1.4 Measures of Variation


Define the following measures of variation:


Range:

Difference between the minimum and maximum values in the data x max - x min

Standard Deviation:

A measure of variation of all values from the mean. The units are the same as the units of the data. If all your data are the same value, your standard deviation will be zero.

Variance:

A measure of the variation equal to the square of the standard deviation. Variance is \(s^2\) for a sample data set and \(\sigma^2\) for a population.
  1. Calculate the standard deviation of the following data set using the formulas. Check your answer with technology.

    Data Set: 3   5   6   7   9  

    \( \bar{x}=6 \quad n=5 \)

    \(s=\sqrt{\frac{\sum(x-\overline{x})^{2}}{n-1}}=\sqrt{\frac{(3-6)^{2}+(5-6)^{2}+(6-6)^{2}+(7-6)^{2}+(9-6)^{2}}{5-1}}=\sqrt{\frac{9+1+0+1+9}{4}}=\sqrt{\frac{20}{4}}=\sqrt{5} \approx 2.24\)

  2. Suppose that Samira records the ages of customers at the Snack Bar on a college campus from 12-2pm tomorrow, while Mary records the ages of customers at the McDonald’s near the highway at the same time. Who will have the larger SD of their ages – Samira or Mary? Explain why.

    Mary is likely to encounter people of all ages at McDonald’s – from toddlers to senior citizens and every age in between. Samira might run into some toddlers and senior citizens at the on-campus snack bar, but she’ll mostly find a lot of people in the 18-25-year-old age group. Because the ages of McDonald’s customers will vary more than ages of Snack Bar customers, Mary will have a larger standard deviation of ages than Samira will.

  3. Suppose that Carlos and Hector visit their local humane society animal shelter. Carlos records the weights of the 25 cats that they find there, and Hector records the weights of the 25 human beings that they encounter. Who will have the larger standard deviation of their weights –Carlos or Hector?

    The weights of human beings vary much more than the weights of ordinary domestic cats, so Hector will have a larger standard deviation than Carlos.

  4. Draw four rectangles so that the standard deviation of their widths is greater than the standard deviation of their heights.


  5. Four rectangles of various sizes but basically the same heights.  The primary difference is the widths of the rectangles.  The 3rd rectangle is the thinest.  The 1st is a bit wider.  The 2nd is even wider, and the 4th is the widest.

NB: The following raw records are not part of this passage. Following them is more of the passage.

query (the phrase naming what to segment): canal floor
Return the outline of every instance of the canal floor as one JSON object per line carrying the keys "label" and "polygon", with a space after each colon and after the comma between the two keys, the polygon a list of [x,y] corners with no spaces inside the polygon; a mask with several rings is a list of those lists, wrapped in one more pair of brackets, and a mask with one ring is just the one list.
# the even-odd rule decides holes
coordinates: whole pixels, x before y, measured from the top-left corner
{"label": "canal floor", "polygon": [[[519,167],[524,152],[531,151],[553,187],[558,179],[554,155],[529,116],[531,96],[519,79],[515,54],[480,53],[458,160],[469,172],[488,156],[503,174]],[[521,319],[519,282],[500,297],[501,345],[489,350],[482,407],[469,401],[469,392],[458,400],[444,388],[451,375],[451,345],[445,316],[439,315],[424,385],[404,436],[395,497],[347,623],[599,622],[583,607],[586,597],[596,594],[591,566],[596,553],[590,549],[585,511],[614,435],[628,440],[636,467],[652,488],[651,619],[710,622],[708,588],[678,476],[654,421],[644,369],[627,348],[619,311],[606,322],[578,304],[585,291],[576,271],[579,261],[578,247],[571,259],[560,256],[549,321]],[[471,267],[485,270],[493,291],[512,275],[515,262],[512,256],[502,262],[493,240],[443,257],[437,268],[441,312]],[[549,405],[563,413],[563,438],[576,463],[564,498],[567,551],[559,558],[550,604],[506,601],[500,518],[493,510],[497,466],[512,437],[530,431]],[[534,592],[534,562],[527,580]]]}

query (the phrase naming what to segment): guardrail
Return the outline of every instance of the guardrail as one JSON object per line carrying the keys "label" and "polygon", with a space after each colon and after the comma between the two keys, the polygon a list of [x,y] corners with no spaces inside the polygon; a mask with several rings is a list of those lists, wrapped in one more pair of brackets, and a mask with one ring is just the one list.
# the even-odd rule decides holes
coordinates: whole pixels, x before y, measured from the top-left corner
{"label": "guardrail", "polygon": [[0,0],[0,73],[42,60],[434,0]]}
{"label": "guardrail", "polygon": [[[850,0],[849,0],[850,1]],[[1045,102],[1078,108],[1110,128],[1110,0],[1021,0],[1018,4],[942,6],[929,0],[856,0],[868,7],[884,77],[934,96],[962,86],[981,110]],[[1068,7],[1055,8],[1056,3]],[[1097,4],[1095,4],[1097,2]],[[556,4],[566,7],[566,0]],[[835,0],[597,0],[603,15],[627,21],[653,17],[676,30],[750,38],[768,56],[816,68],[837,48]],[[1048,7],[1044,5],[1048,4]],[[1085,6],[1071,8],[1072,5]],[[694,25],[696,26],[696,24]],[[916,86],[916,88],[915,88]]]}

  6. Consider the following dotplots of customer ratings (on a scale of 1 – 5) of four restaurants (A – D). Arrange the four restaurants in order from smallest standard deviation to largest standard deviation, without performing any calculations.

    Graph with 4 dot plots stacked on top of each other.  Each dot plot represents a restaurant and are labeled from the top to bottom as A, B, C, and D.  The ratings for the restaurants are labeled on the bottom axis from 1 to 5. A has 1 one, 2 two, 4 three, 2 four, and 1 five rating.  B has 10 three ratings.  C has 5 one and 5 five ratings. D has 2 one, 2 two, 2 three, 2 four, and 2 five ratings.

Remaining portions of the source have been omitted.